Help biologists explore data
With the vast amount of raw, uninterpreted data available, sometimes the best way to learn about data is to play with it. Help biologists explore their data, quickly assessing their results, trying different avenues of analysis, and finding connections between data sets.
Present an interface appropriate for occasional, non-programmer users
Provide an interface that stresses simplicity over power, enabling biologists to find and use the right tools. The interface should be easy to learn - and easy to remember after a month working in the lab. (For example, leverage biologists' familiarity with web or other computer tools, rather than building a fancy, "intuitive" interface. If possible, do not require them to remember command names or parameters.) Simplifying installation and upgrade will also make the system more attractive to non-programmers.
Solve "easy" problems
Many tools exist to perform complex bioinformatics algorithms, but there are fewer tools available for reformatting or filtering data. Although data manipulation may be trivial for experienced programmers, it can present a major obstacle for non-programming scientists.
Do a little at a time
A large program is unlikely to solve every biologists' need, even if it has many, complex parameters. Exploring data is also easier when each step is small: intermediate results can be checked, and it is easier to retrace steps if the biologist goes down the wrong path. Borrow the Unix philosophy of creating many, small tools, each of which performs a small task (but provide only one or two parameters, to avoid confusion).

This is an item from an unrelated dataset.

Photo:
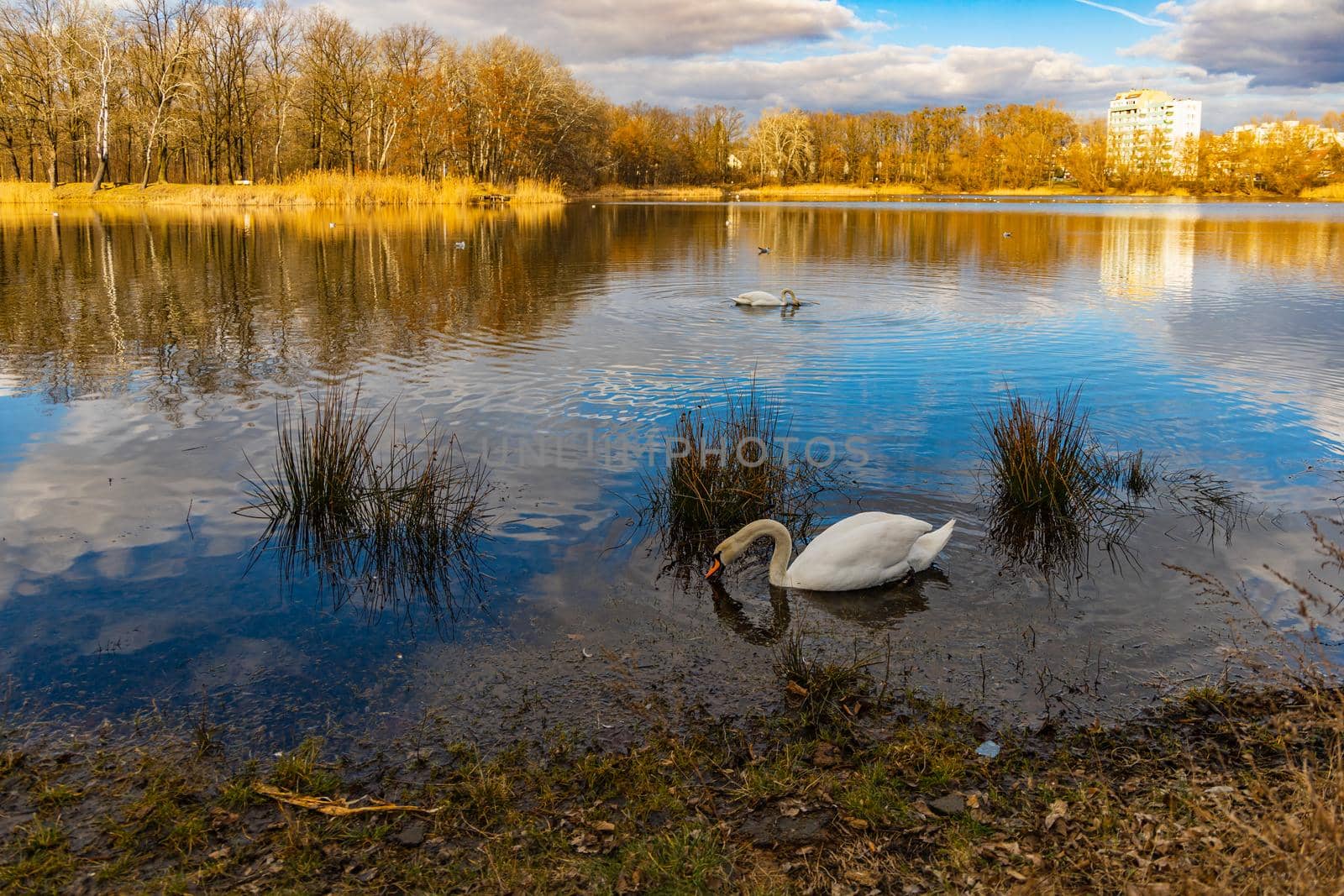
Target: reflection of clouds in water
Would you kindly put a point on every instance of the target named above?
(105, 483)
(924, 312)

Keep the biologist in the loop
Don't try to provide complete solutions for everything a biologist will want to do. Biologists know their problems better than anyone else, so give them tools to work on these problems by themselves. If tools are small and flexible, biologists can string them together to solve their diverse, evolving problems.

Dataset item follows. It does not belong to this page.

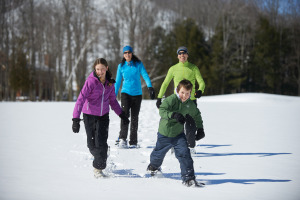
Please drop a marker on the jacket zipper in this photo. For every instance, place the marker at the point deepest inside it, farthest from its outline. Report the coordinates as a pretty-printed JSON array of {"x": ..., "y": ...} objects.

Take advantage of existing tools
Complement existing tools rather than replacing them. For example, Bioperl has a huge amount of functionality with an accessible API. This will be much simpler than creating a huge set of extra tools from scratch. (On the other hand, use only "standard" tools, so scientists don't need to install packages.)

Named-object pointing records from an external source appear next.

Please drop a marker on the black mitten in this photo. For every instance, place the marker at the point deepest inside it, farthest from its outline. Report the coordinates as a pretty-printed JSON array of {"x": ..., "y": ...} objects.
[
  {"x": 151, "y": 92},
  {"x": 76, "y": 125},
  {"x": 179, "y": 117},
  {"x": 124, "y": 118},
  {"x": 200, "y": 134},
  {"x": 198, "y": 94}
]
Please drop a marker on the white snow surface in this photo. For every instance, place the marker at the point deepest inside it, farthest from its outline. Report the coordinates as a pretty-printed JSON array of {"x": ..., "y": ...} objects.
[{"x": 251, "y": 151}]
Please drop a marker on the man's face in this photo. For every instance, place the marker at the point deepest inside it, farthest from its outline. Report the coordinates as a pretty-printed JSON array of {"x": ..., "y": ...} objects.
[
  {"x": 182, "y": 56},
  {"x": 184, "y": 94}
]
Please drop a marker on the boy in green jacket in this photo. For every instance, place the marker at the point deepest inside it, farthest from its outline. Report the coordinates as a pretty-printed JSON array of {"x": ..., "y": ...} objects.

Encourage development of programming skills
Biologists who do not program should still be able to reformat or filter their data. But many problems can realistically be solved only by using full-fledged programming techniques, such as looping, problem decomposition, and (process) debugging. Create a high-level and domain-specific language, to help biologists learn these skills while (mostly) avoiding ugly details of language syntax.
Catalyze the process of learning programming
One of the most effective ways of learning a language is to read and then tweak working code - especially when it solves problems that interest the student. Provide scientists with short, working, documented source code. This will help them learn programming without taking time off from their research - all while obtaining useful results on their own data manipulation problems.
Create a system that can evolve
New tools will constantly be needed to handle the diverse and changing array of questions biologists are asking (not to mention new data formats). Developing new tools and making them available to users must be simple and fast. Soliciting code from the bioinformatics community will speed development; soliciting input from the greater biology community will guide development of relevant tools.

The Frequently Asked Questions list describes how the particular implementation chosen for the Scriptome meets these design principles.